Some are disgusted by the idea of Tebow’s greatness, since he’s not actually that good of a quarterback in the context of the NFL; despite his wins, he finished the regular season with a 72.9 rating, which works out to about twenty-eighth in the league, behind such luminaries as Tarvaris Jackson (79.2) of the Seattle Seahawks (7-9), and Colt McCoy (74.6) of the Cleveland Browns (4-12). Tebow’s success, such as it is, owes much to his fellow Denver Broncos (8-8).

And, certainly, there are some among those critics who would focus on the fact of Tebow’s faith alone.

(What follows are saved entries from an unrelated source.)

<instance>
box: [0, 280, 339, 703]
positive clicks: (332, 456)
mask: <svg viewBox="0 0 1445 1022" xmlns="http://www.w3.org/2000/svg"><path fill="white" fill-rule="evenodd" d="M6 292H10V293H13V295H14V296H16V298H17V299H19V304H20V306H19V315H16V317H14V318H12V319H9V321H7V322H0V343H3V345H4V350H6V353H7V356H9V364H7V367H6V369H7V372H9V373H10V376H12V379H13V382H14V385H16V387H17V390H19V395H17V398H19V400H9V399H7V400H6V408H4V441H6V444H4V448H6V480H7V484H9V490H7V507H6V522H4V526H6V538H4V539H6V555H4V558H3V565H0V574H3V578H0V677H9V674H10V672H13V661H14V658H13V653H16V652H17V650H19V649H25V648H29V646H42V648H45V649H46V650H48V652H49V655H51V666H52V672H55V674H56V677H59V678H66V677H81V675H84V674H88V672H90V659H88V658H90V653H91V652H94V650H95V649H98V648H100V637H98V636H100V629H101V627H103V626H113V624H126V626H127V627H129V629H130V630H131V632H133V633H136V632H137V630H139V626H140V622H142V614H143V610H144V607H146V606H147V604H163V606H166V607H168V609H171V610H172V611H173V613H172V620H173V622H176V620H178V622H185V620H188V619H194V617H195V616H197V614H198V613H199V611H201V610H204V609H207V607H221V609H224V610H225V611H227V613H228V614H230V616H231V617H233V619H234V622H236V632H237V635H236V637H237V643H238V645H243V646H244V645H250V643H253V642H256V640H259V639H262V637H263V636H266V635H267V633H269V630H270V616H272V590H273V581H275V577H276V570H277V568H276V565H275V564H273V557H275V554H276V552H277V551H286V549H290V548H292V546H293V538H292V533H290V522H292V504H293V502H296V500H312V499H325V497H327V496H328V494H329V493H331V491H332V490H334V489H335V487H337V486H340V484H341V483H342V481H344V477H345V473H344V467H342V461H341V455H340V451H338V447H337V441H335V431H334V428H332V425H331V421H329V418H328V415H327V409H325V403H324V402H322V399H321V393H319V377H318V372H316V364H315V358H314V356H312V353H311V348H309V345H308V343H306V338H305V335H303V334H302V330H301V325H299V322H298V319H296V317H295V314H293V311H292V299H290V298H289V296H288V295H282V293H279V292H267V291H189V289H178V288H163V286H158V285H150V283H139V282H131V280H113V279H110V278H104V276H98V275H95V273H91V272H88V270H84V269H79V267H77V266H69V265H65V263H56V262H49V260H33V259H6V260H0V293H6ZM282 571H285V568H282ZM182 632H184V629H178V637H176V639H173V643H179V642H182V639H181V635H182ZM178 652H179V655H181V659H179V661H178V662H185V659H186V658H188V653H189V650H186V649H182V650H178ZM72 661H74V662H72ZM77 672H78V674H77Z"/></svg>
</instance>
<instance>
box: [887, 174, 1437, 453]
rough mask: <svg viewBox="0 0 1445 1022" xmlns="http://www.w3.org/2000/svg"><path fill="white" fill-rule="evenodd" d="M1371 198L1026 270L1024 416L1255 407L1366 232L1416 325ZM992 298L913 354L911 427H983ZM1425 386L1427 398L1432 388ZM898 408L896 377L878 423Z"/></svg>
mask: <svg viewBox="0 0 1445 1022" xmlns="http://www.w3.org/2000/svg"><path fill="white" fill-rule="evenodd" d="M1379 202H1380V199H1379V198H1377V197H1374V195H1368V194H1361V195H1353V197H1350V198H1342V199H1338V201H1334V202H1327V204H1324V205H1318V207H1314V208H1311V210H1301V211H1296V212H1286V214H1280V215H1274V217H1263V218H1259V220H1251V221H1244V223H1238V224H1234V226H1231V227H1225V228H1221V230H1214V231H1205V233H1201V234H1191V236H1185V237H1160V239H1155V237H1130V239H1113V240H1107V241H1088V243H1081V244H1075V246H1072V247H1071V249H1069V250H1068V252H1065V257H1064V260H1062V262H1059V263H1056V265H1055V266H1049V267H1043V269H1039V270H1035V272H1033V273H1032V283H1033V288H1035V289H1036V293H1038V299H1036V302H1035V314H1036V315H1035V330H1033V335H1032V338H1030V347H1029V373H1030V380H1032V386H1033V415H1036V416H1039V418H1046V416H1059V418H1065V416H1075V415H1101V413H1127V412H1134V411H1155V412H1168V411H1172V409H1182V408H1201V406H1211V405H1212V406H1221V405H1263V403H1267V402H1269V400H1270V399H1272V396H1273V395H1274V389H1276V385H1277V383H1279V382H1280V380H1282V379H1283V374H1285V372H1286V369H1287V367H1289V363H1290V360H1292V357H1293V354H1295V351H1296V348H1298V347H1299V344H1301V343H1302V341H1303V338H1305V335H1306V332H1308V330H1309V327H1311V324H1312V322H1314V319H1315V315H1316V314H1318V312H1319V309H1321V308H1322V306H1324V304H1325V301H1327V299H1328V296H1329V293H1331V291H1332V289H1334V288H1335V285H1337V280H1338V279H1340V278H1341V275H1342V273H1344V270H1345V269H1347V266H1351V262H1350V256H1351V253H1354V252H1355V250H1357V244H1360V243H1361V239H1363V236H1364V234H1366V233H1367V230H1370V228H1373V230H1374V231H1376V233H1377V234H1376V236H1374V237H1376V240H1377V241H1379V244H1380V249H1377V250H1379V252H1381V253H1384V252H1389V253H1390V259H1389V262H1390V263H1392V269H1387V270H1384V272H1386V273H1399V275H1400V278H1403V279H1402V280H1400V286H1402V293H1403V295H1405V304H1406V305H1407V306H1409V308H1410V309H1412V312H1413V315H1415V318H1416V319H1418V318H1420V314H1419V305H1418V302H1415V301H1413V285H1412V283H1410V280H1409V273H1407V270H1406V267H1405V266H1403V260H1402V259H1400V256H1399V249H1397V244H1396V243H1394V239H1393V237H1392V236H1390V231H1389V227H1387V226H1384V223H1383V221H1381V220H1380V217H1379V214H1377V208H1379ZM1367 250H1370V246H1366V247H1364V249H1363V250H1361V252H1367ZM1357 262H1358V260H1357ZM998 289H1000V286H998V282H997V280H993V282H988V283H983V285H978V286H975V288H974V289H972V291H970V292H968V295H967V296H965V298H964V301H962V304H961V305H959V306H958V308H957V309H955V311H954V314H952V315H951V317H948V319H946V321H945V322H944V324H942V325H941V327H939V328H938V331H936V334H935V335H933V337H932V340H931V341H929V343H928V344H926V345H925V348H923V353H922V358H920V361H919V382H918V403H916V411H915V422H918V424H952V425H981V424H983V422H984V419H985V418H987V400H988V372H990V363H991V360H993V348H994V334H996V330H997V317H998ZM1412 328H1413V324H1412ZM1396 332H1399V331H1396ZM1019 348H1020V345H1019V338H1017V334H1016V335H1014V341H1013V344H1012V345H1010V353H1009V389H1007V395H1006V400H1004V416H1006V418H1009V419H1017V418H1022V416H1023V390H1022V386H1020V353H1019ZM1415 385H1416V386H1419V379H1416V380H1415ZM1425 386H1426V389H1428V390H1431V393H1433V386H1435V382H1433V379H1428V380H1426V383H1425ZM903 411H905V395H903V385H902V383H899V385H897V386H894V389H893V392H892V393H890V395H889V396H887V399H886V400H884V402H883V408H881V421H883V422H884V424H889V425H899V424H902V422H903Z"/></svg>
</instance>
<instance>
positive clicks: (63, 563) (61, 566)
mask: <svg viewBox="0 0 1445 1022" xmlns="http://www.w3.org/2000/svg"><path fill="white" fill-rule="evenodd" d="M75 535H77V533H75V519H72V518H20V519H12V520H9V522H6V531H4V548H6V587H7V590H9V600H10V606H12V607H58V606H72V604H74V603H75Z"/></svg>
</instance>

But Tebow’s faith is a Christian faith, and one wonders as he “Te-bows”, much as one might wonder about other players sharing that Biblical faith, when and where Jesus comes into the picture.

In the Sermon on the Mount, Jesus reminds:

“And when you pray, you must not be like the hypocrites; for they love to stand and pray in the synagogues and at the street corners, that they may be seen by men. Truly, I say to you, they have received their reward.

But when you pray, go into your room and shut the door and pray to your Father who is in secret; and your Father who sees in secret will reward you.

Then, of course, are the rumors that Tebow, in his autobiography published at the ripe old age of twenty-three, distorted the story of his gestation and birth for political reasons.

Which, in the end, makes Tebow’s faith seem more an advertising pitch to increase his monetary value in the American capitalist marketplace. And that might mean that the real devilish work is from those hands not raised in Campbell’s cartoon; the people who would celebrate Tebow’s blatant disregard for the words of Jesus Christ and willingness to deceive people in order to spread the Good News.